The phrase “it is what it is” has been around for a few years now, heavily popularized by meme culture as a comedic reaction to unforeseen or horrible events. In the example above, the user is taking a rough situation into his own hands and solving the problem himself. This coping style is widely seen as rolling with the punches, but I have a hypothesis that consistently subscribing to this mindset really just leads to great apathy towards your day to day life.
There exists a growing number of doomers in Gen Z, nihilists who have learned to live with their situation by simply not caring about what is going on in their lives or the world around them. While it is true that it is easier to accept suffering without an emotional investment, nihilism turns people into zombies.
Nihilists ironically feel enlightened to a certain degree, using their view of the world as a substitution for real intellectualism. If you are the stupid one for caring about your community, you will never see a display of exceptionalism again. Ironically enough, it is listening to them that would cause the world to actually morph into how they see it now.
If you apply the “it is what it is” mindset on too large of a picture, you get the grim fate I described. On the individual level, it can certainly help manage depression and anxiety. That is what many antidepressants are known for anyway- bringing in your more extreme emotions to always feel gray. More conservatives are waking up to the fact that these drugs are horrible for you, and the manosphere circle is correct in the sense that you have to use those feelings to grow stronger instead of being limited by those very real issues facing our generation.
Simply put, you cannot be better unless you want to be better, and the hard work trope is more successful than not trying at all. If you keep telling yourself that those feelings just are what they are, eventually that is all they can be.

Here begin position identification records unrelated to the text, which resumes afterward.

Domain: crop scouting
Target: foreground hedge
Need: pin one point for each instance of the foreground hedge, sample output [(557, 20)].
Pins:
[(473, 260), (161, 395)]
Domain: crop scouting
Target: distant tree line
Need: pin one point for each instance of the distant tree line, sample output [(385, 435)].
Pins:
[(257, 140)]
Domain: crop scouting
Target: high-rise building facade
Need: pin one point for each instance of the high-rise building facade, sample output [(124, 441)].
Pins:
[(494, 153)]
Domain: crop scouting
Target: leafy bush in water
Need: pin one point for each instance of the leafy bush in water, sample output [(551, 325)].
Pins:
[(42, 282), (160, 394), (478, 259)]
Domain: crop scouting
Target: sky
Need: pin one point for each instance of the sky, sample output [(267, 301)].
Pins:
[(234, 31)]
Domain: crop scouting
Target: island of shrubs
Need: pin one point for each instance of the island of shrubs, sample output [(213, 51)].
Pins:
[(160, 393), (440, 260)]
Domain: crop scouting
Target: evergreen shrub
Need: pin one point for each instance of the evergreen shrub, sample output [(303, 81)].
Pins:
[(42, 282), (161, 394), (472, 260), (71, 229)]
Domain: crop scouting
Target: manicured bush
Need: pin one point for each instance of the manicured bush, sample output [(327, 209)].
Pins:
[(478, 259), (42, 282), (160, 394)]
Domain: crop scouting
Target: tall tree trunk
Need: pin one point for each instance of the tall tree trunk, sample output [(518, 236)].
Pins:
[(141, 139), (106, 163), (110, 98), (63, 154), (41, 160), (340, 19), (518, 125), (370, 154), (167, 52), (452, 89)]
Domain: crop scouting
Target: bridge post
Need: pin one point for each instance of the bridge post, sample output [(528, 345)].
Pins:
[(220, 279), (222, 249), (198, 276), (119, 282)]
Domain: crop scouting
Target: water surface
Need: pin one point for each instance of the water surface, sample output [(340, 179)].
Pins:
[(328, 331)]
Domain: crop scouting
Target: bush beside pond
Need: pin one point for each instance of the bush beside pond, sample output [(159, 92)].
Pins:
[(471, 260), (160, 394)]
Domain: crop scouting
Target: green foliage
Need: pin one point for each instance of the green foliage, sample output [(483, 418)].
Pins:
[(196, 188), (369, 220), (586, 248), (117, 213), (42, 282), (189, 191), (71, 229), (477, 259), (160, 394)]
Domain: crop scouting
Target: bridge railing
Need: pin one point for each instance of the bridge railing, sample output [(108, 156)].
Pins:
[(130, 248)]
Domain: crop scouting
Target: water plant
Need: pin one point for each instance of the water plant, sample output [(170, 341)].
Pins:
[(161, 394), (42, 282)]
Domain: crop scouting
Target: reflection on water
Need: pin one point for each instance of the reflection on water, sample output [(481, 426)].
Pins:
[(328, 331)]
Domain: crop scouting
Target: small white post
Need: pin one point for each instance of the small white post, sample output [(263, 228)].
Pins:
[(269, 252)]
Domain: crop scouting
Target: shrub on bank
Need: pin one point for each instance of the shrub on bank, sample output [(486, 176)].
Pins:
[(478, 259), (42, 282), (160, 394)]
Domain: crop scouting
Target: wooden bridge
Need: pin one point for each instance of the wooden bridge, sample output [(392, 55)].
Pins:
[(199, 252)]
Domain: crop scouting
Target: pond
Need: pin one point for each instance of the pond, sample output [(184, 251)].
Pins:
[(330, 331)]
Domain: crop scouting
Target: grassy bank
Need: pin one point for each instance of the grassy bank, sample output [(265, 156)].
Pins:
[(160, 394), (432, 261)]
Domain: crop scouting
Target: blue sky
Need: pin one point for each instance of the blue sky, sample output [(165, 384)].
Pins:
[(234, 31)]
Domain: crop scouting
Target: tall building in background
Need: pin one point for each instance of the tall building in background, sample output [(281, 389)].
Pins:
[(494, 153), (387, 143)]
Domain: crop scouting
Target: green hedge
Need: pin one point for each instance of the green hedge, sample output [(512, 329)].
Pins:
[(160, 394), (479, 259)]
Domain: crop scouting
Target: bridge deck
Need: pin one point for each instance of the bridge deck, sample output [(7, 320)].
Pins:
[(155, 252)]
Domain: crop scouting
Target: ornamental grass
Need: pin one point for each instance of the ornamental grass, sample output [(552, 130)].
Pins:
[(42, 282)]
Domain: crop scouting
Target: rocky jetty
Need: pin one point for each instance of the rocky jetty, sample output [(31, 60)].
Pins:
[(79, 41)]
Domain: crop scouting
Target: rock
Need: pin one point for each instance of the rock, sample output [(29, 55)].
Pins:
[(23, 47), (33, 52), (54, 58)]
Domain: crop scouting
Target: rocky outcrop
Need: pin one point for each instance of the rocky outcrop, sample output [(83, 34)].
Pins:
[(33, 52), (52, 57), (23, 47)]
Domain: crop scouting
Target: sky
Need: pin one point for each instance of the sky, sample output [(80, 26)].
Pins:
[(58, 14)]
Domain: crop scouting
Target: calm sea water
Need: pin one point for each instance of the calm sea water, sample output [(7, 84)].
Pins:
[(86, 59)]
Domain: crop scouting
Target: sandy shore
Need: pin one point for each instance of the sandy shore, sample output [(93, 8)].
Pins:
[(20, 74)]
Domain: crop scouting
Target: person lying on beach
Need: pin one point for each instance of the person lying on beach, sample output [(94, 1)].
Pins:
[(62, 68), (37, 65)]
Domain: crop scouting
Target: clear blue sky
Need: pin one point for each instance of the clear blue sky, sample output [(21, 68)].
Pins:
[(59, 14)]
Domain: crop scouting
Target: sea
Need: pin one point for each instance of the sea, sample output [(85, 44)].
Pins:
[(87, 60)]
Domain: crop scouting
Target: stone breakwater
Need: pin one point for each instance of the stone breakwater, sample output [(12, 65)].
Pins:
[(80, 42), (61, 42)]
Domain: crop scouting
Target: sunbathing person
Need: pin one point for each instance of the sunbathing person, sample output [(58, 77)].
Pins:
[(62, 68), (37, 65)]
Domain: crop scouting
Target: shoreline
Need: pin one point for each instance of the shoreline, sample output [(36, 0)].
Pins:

Assuming most of us are living in a negative, less than neutral state of mind, applying that mindset to nullify bad feelings is the first step to living healthier.
Imagine your most inspirational celebrity or formidable world leader took the black pill and never strived for anything greater. The world would look vastly different, and of course it is only a few that ever get to that level, but the creators of the most powerful dynasties throughout history were not royals themselves. Nearly every dictator to emerge during the 20th century were revolutionaries themselves, part of the populace they eventually led.
Rather than encourage everybody to commit atrocities or rebuild nations from the ground up, I want to take the “it is what it is” mindset and determine if it is enough of a foundation to create a legacy for you and your family. I find this conversation seemingly reminiscent of the “loved and lost” theme portrayed in pop culture, this time aimed in the future tense.
The question is asking if it is possible to live positively if nothing can bother you. When something does inevitably get to you, will you have already eliminated your ability to process it? Positive and negative events occur frequently for all of us, so we may be setting ourselves up with a false sense of security by relying on the idea that nothing can affect you.
Personally, I would be less inclined to worry about the permanent gray zone than setting up a temporary coping mechanism that is bound to fail eventually. Nothing in this discussion is set in stone, as everything here is from my own personal experiences. Perhaps there is psychology research available that would confirm which outcome is the most common to fundamentally living with this worldview, but I do not need a study to tell me that the best way of taking care of your all-around health is to engage in physical fitness and spend time with that which you are passionate about.